AFP - Chinese auto maker BAIC, which is offering 922 million dollars for a majority stake in Opel, plans to build a plant in China and cut jobs in Europe if its bid succeeds, a report said Tuesday.
In a non-binding offer submitted last week for the German-based unit of General Motors, BAIC proposed to spend two billion dollars on what would become Opel's first factory in China, according to the Financial Times.
The plant would come online in 2012 and make Opel models specifically geared towards the China market. In addition, BAIC would use Opel's German plants to export to China, the London-based newspaper said.
The Chinese auto maker also planned to shut down General Motors' Antwerp plant in Belgium and cut Opel's workforce across Europe, the report said, citing unnamed sources close to the matter.
A German economic ministry spokesman said this week that BAIC had written to German officials regarding Opel, without elaborating.
But earlier German press reports said the Chinese firm had proposed to take a 51-percent stake in Opel for 660 million euros (921.5 million dollars) with state guarantees of 2.64 billion euros.

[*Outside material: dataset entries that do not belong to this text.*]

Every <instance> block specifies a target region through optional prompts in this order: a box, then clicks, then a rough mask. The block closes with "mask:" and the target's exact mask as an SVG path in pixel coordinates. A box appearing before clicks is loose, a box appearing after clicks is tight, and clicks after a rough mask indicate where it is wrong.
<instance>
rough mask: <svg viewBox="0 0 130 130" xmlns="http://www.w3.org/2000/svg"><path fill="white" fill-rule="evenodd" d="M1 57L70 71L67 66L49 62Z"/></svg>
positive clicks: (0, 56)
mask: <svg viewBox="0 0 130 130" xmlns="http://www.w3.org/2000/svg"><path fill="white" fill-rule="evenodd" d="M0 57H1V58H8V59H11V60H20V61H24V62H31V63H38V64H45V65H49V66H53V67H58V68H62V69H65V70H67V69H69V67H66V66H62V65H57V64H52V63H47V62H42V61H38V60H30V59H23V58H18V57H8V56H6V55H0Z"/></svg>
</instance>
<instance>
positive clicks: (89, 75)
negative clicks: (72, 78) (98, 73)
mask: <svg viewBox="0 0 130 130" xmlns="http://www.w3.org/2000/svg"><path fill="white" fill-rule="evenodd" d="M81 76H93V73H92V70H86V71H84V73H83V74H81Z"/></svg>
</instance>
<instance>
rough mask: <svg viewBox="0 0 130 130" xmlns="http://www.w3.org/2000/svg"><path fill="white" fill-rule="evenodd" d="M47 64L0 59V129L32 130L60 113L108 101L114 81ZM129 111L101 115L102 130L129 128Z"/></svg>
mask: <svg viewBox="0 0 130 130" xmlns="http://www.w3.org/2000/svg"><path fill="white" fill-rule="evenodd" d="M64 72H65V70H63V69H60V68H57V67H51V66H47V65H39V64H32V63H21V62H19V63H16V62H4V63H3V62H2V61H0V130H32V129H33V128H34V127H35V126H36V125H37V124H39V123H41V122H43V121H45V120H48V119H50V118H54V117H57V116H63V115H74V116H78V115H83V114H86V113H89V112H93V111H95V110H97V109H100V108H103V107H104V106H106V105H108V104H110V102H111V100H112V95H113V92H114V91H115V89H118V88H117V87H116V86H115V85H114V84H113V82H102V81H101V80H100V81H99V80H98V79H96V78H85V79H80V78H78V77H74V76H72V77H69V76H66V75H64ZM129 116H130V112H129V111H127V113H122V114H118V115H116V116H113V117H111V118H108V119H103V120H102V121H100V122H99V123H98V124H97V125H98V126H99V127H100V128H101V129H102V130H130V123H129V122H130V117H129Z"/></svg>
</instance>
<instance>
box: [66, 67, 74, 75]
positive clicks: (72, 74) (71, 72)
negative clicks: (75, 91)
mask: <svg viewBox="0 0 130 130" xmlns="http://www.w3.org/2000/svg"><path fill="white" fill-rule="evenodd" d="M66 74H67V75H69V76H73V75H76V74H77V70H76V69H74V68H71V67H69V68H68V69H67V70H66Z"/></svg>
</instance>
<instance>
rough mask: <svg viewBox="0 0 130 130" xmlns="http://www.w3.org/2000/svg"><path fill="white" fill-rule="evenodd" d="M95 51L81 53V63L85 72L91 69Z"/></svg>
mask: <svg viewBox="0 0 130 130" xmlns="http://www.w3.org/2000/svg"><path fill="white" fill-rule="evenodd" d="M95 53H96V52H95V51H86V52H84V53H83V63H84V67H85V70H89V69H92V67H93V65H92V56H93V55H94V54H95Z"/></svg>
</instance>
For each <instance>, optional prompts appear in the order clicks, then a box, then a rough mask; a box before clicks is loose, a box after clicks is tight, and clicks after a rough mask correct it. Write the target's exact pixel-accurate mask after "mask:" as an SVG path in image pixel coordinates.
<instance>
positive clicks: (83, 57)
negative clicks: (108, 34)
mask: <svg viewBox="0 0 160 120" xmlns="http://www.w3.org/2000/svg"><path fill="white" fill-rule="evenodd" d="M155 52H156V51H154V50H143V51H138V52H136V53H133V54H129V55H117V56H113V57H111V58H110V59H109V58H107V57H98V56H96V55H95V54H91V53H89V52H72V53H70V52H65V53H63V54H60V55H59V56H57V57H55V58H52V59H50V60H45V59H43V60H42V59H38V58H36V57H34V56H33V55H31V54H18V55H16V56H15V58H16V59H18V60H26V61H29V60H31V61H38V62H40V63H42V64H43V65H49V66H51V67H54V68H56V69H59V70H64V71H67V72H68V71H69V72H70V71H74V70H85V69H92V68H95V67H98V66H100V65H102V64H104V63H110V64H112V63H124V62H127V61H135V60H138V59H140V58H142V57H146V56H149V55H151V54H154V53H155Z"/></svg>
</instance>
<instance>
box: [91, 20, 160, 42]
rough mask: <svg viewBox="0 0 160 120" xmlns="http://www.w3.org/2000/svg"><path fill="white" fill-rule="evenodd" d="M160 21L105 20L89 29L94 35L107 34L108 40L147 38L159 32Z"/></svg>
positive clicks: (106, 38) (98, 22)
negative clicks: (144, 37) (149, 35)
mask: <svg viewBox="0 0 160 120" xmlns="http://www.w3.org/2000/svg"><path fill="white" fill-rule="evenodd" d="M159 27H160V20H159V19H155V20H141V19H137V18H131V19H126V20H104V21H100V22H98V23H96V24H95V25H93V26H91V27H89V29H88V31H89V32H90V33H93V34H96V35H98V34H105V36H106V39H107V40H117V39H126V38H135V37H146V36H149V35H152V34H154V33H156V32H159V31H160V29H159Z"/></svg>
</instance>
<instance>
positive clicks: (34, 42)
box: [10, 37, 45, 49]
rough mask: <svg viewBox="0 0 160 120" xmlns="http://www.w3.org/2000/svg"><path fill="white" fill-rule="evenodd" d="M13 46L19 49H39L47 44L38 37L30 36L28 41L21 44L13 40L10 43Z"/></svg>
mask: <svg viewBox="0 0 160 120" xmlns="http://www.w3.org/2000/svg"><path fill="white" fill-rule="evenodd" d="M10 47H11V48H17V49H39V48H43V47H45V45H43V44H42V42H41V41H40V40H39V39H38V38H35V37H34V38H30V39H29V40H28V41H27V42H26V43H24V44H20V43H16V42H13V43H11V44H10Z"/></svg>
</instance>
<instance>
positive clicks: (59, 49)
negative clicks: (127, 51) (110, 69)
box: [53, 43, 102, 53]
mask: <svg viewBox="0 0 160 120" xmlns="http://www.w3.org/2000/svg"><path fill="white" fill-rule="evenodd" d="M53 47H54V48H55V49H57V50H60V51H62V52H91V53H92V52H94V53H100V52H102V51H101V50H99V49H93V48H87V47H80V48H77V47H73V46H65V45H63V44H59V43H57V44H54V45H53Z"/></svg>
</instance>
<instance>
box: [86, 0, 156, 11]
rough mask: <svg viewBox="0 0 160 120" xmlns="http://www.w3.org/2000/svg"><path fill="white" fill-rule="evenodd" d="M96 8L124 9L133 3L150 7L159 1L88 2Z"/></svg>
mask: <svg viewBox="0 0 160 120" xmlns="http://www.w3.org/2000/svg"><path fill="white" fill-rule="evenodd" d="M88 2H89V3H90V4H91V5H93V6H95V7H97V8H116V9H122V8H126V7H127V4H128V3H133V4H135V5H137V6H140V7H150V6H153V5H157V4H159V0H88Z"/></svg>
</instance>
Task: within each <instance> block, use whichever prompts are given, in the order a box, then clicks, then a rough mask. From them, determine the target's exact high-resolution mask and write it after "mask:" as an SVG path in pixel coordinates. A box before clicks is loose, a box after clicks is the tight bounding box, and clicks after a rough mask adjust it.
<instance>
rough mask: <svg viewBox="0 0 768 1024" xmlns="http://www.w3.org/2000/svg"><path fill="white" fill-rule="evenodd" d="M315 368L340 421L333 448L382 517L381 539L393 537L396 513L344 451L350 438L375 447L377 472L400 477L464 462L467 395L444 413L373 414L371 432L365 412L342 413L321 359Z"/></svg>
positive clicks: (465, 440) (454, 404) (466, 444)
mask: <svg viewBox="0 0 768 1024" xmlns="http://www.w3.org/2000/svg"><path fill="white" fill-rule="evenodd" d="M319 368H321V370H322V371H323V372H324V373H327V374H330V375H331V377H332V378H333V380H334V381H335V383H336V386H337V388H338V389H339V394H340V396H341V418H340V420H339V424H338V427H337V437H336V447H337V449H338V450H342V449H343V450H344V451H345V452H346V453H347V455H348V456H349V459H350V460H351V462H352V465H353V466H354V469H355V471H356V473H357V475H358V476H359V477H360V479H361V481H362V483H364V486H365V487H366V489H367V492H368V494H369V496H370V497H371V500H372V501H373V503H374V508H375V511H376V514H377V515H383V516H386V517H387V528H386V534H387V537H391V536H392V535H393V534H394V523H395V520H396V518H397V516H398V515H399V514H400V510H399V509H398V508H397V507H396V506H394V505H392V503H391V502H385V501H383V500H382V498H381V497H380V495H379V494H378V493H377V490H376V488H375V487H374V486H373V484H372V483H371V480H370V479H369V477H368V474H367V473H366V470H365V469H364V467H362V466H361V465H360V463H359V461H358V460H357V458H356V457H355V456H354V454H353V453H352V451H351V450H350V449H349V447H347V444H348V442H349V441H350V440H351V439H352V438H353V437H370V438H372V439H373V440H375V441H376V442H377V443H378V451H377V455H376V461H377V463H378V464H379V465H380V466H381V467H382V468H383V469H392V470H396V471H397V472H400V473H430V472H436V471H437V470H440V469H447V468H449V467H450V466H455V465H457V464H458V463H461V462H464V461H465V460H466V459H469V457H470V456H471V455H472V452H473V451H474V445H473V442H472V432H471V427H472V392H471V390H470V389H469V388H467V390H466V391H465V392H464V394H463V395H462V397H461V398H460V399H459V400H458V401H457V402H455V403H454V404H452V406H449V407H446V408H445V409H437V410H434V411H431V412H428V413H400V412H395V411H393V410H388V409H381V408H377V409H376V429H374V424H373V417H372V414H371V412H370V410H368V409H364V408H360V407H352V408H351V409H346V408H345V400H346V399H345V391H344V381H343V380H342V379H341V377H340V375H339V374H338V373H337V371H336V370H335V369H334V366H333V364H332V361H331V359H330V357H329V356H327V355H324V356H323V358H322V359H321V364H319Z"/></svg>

BAIC's offer could put pressure on negotiations already underway for Opel.
Canadian auto parts manufacturer Magna International, backed by Russian state lender Sberbank, is in advanced talks with the US car giant to take a combined 55 percent stake.
According to German reports Carl-Peter Forster, head of GM Europe, has said he hopes Opel will be bought by Magna by mid-July, adding that the Canadian firm had a "considerable lead" on other possible buyers.
An executive at BAIC's press office refused to comment when contacted by AFP on Tuesday.